Итак, начнем сначала: в бассейн двумя насосами накачивают воду...

— Игорь, обедать!..— мать осторожно открыла дверь, подошла к сыну, провела мягкой нежной ладонью по волосам. Упрямые, жесткие, блестящие... Сейчас его не оторвешь — присев рядом, на подлокотник кресла, она молча наблюдала за возникавшими на бумаге значками алгебраических формул.

— Не мешай!

Она убрала руку. Бедный мальчик! Ему приходится столько заниматься... Он очень способный, но одних способностей мало, чтобы получить золотую медаль... Они все меньше видятся и разговаривают — занят, занят... Хорошо, она не помешает.

Любовь Михайловна, не отрываясь, смотрит на сына, на его широколобую голову, склоненную над учебником, резкий, отчетливый профиль... Как странно — иногда ей приходит на ум, что это вовсе не ее сын... чужой, совсем взрослый юноша. Он становится все серьезней и угрюмей с каждым годом и, вытягиваясь вверх, словно незаметно уходит от нее все дальше и дальше. Прежде она ревновала его к друзьям, старалась быть ему товарищем, почти сестрой... Он все схватывал на лету. Гуляя в сквере — рос Игорь болезненным, слабым мальчиком — они перебрасывались английскими фразами. На них смотрели с удивлением и завистью.
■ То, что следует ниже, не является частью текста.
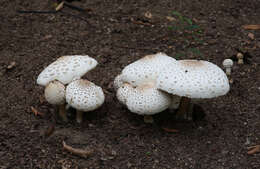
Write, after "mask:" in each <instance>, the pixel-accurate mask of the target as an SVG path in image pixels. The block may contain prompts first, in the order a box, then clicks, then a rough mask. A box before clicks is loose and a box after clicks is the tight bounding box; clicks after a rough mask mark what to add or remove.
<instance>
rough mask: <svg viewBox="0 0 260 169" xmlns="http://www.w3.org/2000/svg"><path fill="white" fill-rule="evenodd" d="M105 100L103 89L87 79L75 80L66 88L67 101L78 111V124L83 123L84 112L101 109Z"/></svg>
mask: <svg viewBox="0 0 260 169" xmlns="http://www.w3.org/2000/svg"><path fill="white" fill-rule="evenodd" d="M104 100H105V96H104V93H103V91H102V88H101V87H99V86H96V85H95V84H94V83H92V82H90V81H88V80H85V79H79V80H75V81H73V82H71V83H70V84H69V85H68V86H67V88H66V101H67V103H68V104H69V105H70V106H71V107H73V108H75V109H76V110H77V117H76V118H77V122H78V123H81V122H82V116H83V112H89V111H93V110H95V109H97V108H99V107H100V106H101V105H102V104H103V103H104Z"/></svg>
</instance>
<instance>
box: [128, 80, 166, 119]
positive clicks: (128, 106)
mask: <svg viewBox="0 0 260 169" xmlns="http://www.w3.org/2000/svg"><path fill="white" fill-rule="evenodd" d="M170 104H171V97H170V95H169V94H167V93H164V92H162V91H160V90H157V89H156V88H155V87H154V85H152V84H146V85H142V86H139V87H137V88H135V89H134V90H133V91H132V93H131V94H129V96H128V98H127V101H126V105H127V108H128V109H129V110H130V111H131V112H133V113H137V114H140V115H152V114H156V113H159V112H161V111H163V110H165V109H167V108H168V107H169V106H170Z"/></svg>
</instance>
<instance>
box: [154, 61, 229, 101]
mask: <svg viewBox="0 0 260 169" xmlns="http://www.w3.org/2000/svg"><path fill="white" fill-rule="evenodd" d="M156 86H157V88H158V89H161V90H163V91H166V92H168V93H171V94H174V95H178V96H185V97H189V98H214V97H217V96H221V95H225V94H226V93H227V92H228V91H229V82H228V78H227V76H226V74H225V73H224V72H223V70H222V69H220V68H219V67H218V66H217V65H215V64H213V63H210V62H208V61H202V60H179V61H177V62H176V63H169V65H167V66H166V67H165V68H164V69H163V70H162V71H161V73H160V75H159V78H158V79H157V83H156Z"/></svg>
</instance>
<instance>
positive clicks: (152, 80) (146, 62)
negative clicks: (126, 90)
mask: <svg viewBox="0 0 260 169" xmlns="http://www.w3.org/2000/svg"><path fill="white" fill-rule="evenodd" d="M173 61H176V60H175V59H174V58H171V57H169V56H167V55H166V54H164V53H157V54H154V55H147V56H145V57H143V58H141V59H139V60H137V61H135V62H133V63H131V64H130V65H128V66H126V67H125V68H124V69H123V71H122V75H121V80H122V81H123V82H127V83H130V84H131V85H132V86H134V87H136V86H139V85H142V84H146V83H148V82H155V81H156V78H157V76H158V73H159V72H160V70H161V69H162V68H163V67H165V65H167V64H168V63H169V62H173Z"/></svg>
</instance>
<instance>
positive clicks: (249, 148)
mask: <svg viewBox="0 0 260 169" xmlns="http://www.w3.org/2000/svg"><path fill="white" fill-rule="evenodd" d="M247 149H249V151H248V152H247V154H249V155H253V154H256V153H260V145H255V146H251V147H248V148H247Z"/></svg>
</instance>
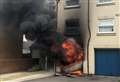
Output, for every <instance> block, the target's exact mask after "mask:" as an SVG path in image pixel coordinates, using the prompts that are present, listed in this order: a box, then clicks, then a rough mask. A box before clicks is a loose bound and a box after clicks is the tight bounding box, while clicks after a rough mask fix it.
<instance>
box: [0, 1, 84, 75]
mask: <svg viewBox="0 0 120 82" xmlns="http://www.w3.org/2000/svg"><path fill="white" fill-rule="evenodd" d="M0 4H1V5H0V21H1V23H0V24H1V26H2V27H4V28H2V27H1V29H2V30H1V31H2V32H4V30H5V32H4V33H3V34H1V36H2V37H5V40H6V43H7V42H8V43H9V42H11V43H12V44H14V45H12V44H11V45H10V48H9V51H8V53H7V54H6V53H5V50H7V47H5V49H4V50H3V52H4V55H5V54H6V57H5V58H7V57H10V58H9V59H11V57H12V56H14V57H13V58H12V60H14V58H18V59H19V58H21V61H22V58H23V57H21V54H22V53H21V49H22V45H21V43H22V35H25V37H26V38H27V39H28V40H31V41H33V44H32V45H31V47H37V48H42V49H43V48H44V49H47V50H51V51H52V52H55V53H57V55H56V56H57V58H58V63H59V66H60V68H61V73H64V74H73V75H81V74H82V71H81V70H82V63H83V60H84V53H83V50H82V48H81V47H80V46H79V45H78V44H77V42H76V41H75V40H74V39H69V38H66V37H65V36H64V35H62V34H59V35H60V36H61V35H62V36H61V37H58V36H57V37H56V35H58V33H57V32H56V30H57V27H56V26H57V25H56V21H57V20H56V11H55V10H54V8H55V7H54V6H55V5H54V6H53V5H52V6H51V5H48V0H0ZM5 27H6V28H5ZM5 33H6V34H5ZM56 33H57V34H56ZM3 35H4V36H3ZM9 36H10V37H9ZM18 37H19V38H18ZM11 38H13V39H11ZM1 39H2V38H1ZM7 39H9V40H10V41H7ZM15 41H16V42H15ZM1 44H2V42H1ZM4 45H5V46H6V44H5V43H4ZM16 45H17V47H16ZM13 47H14V48H13ZM15 48H16V49H15ZM1 49H2V48H1ZM11 49H13V50H11ZM17 51H18V52H19V54H18V52H17ZM10 53H11V54H10ZM13 54H14V55H13ZM17 54H18V55H17ZM46 55H49V54H46ZM2 56H3V55H2ZM16 56H17V57H16ZM3 58H4V57H3ZM5 58H4V59H5ZM12 60H11V61H12ZM16 61H17V60H16ZM8 63H9V62H8ZM23 63H24V62H23ZM10 65H11V64H10ZM17 65H19V64H15V66H16V67H18V68H17V69H14V68H13V67H12V66H11V70H12V71H18V69H19V70H21V69H20V67H19V66H17ZM26 65H27V63H26ZM0 67H3V65H1V66H0ZM23 67H25V66H24V65H23ZM13 69H14V70H13ZM24 69H25V68H24ZM3 70H4V68H3ZM6 70H8V69H6ZM6 70H5V71H6ZM11 70H10V71H11ZM22 70H23V69H22ZM8 72H9V71H8Z"/></svg>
Она сама казалась себе моложе, смеялась,, заставляя Игоря разыгрывать кавалера — брала его под руку, давала денег, чтобы он покупал ей цветы... Он развивался быстро, она не успевала прочитывать того, что читал он, и, стараясь понять ход его мыслей — и не улавливая его — она влекла сына туда, где чувствовала себя уверенно: английский, музыка... Где и когда впервые возникла между ними незримая трещинка?.. У сына и отца тоже не было близости. Впрочем, не она ли сама — еще давно — встала между ними?